Il faut bien se rendre compte que toute forme d'être matérielle voyageant à une vitesse très petite par rapport à celle de la lumière, toutes ces entités font partie du même cône de lumière.



L'univers en rotation de Kurt Gödel

-------------------------------



Kurt Gödel est un mathématicien et un logicien contemporain d'Einstein, avec lequel il a d'ailleurs collaboré. Il est célèbre pour avoir démontré que tout système formel contenait des propositions indémontrables par le système en question.

Par ailleurs, intrigué par la théorie d'Einstein, Gödel a constaté que si l'univers est en rotation, mais pas en expansion, les cônes de lumière peuvent être inclinés de telle façon que l'on puisse voyager de cône en cône tout autour de l'univers, jusqu'à l'événement de départ. Autrement dit, on peut revenir au même endroit et au même moment d'où l'on est parti, et ceci sans jamais voyager plus vite que la lumière.

L'intéressante idée de départ de Gödel, c'est que la tendance naturelle de la force de gravitation à rassembler la matière et à la faire se détruire, pourrait être compensée par une force centrifuge provoquée par la rotation de l'univers dans son ensemble. Autrement dit, la force d'attraction gravitationnelle serait compensée par une force de répulsion centrifuge.



Tout comme chaque observateur de l'expansion de l'univers croit être au centre d'expansion de l'univers, il croit être au centre de "rotation" de l'univers.

Selon Gödel, l'espace-temps est entraîné dans la rotation de l'univers.

Prenons trois points dans l'espace de façon que les cônes de lumière qui y sont associés soient assez éloignés l'un de l'autre pour que, pendant un certain laps de temps, les trois points ne puissent rien savoir les uns des autres et a fortiori pour n'exercer aucune influence l'un sur l'autre, car l'information qu'ils se communiqueraient devrait alors traverser la partie espace et donc voyager plus vite que la lumière. Bien sûr, à un certain moment du futur, chacun des points recevra des informations de chacun des deux autres car des parties de leurs cônes se recouvriront; mais cela n'autorisera en aucune façon une quelconque influence en retour sur le passé, qui sera révolu.

Mais s'il existe une rotation assez rapide de l'univers, les cônes peuvent être si inclinés qu'ils en viennent à se chevaucher, et un point A peut aller en B ou en C sans quitter son futur, c'est-à-dire en gardant une ligne d'univers du genre temps, - autrement dit encore, sans que sa ligne du genre temps ne devienne une ligne du genre espace - soit sans devoir aller plus vite que la lumière. Si on conçoit que des cônes se succèdent tout autour de l'univers, on peut imaginer que le voyageur A reviendra à l'endroit et à l'instant de son départ après avoir fait un tour d'univers qui aura peut-être pris des millénaires d'après les horloges emportées dans le vaisseau spatial. Aujourd'hui, ce n'est pas des millénaires mais environ cent billions d'années que prendrait un tel voyage. Malheureusement, tout porte à croire que l'univers dans son ensemble n'est pas en rotation. L'hypothèse de Gödel en reste au stade de la belle construction théorique.

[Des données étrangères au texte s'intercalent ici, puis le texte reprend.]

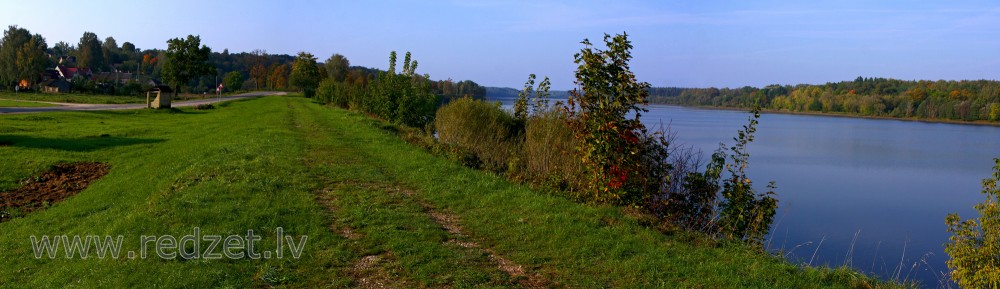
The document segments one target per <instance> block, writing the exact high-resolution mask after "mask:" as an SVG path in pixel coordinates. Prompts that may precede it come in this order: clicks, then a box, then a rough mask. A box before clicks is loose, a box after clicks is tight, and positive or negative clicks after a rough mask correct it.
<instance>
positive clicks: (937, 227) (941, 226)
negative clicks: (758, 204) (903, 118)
mask: <svg viewBox="0 0 1000 289" xmlns="http://www.w3.org/2000/svg"><path fill="white" fill-rule="evenodd" d="M504 103H505V104H508V102H507V101H505V102H504ZM508 105H509V104H508ZM648 108H649V112H648V113H645V114H643V116H642V121H643V122H644V123H646V125H647V127H651V126H653V125H657V124H660V123H662V124H665V125H669V126H670V129H671V130H673V131H675V132H677V133H678V139H677V142H678V143H681V144H685V145H691V146H694V147H695V148H697V149H700V150H702V151H704V152H705V155H706V156H707V155H709V154H711V152H712V151H714V150H715V149H716V148H718V147H719V143H720V142H725V143H726V144H727V145H729V144H732V143H733V141H732V138H733V137H734V136H736V132H737V130H739V129H740V128H742V126H743V125H745V124H747V123H748V121H747V117H748V116H749V113H747V112H740V111H729V110H711V109H697V108H687V107H677V106H665V105H650V106H649V107H648ZM748 150H749V153H750V155H751V157H750V169H749V171H748V175H749V177H750V178H751V179H752V180H754V185H755V187H756V188H757V189H758V190H760V191H763V190H765V189H766V187H765V186H766V185H767V183H768V182H769V181H772V180H773V181H775V182H776V183H777V186H778V190H777V193H778V200H779V209H778V213H777V215H776V217H775V222H774V224H773V226H772V229H771V235H770V236H769V238H768V240H767V241H766V242H767V244H766V246H768V249H769V250H770V251H772V252H775V253H780V254H783V255H785V256H786V257H787V258H788V259H789V260H791V261H792V262H796V263H803V264H810V263H811V265H813V266H817V265H829V266H840V265H845V264H847V265H850V266H852V267H854V268H856V269H857V270H860V271H862V272H865V273H868V274H872V275H876V276H879V277H880V278H882V279H887V280H888V279H891V280H909V281H920V282H921V283H922V284H923V285H924V287H928V288H934V287H939V286H940V285H941V282H948V280H947V277H944V276H945V275H944V274H945V272H947V271H948V268H947V266H946V265H945V261H946V260H947V259H948V255H947V254H945V252H944V244H945V243H946V242H948V237H949V233H947V231H946V228H947V226H945V223H944V219H945V216H946V215H947V214H948V213H959V215H960V216H962V217H963V218H966V219H967V218H971V217H975V216H977V215H976V212H975V210H974V209H973V208H972V207H973V206H974V205H975V204H976V203H979V202H981V201H982V200H984V198H985V197H984V196H983V195H982V194H980V190H981V186H980V181H981V180H982V179H983V178H986V177H988V176H990V174H991V172H992V167H993V161H992V159H993V158H996V157H1000V127H991V126H974V125H957V124H940V123H924V122H912V121H900V120H874V119H861V118H845V117H833V116H812V115H790V114H772V113H765V114H762V115H761V118H760V124H759V126H758V130H757V135H756V139H755V141H754V142H753V143H751V144H750V145H749V148H748Z"/></svg>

Le cylindre en rotation de Franck Tipler

------------------------------------



En 1937, le physicien W.T.V. Stockum propose une solution au problème du déplacement dans le temps dans laquelle un cylindre infiniment long en rotation rapide fonctionne comme une machine à remonter le temps. Mais même s'il semble que rien n'est infiniment long dans la nature - quoique Gott en 1991 émet l'hypothèse de cordes infiniment longues -, on n'a pas prouvé qu'un cylindre de dimension finie ne pourrait pas faire l'affaire.



De fait, en 1973, le physicien américain Frank Tipler proposa, dans son article "Cylindres en rotation et possibilité d'une violation globale de la  causalité", une théorie qui n'exigeait plus la rotation de tout l'univers ni un cylindre infiniment long pour pouvoir créer une machine à se déplacer dans le temps. Le travail de Tipler présente le grand mérite de pouvoir servir de base sérieuse à toute réflexion future sur la possibilité de voyager dans le temps. Tipler balise en trois étapes la route qui mène à l'expression mathématique de la "machine à voyager dans le temps".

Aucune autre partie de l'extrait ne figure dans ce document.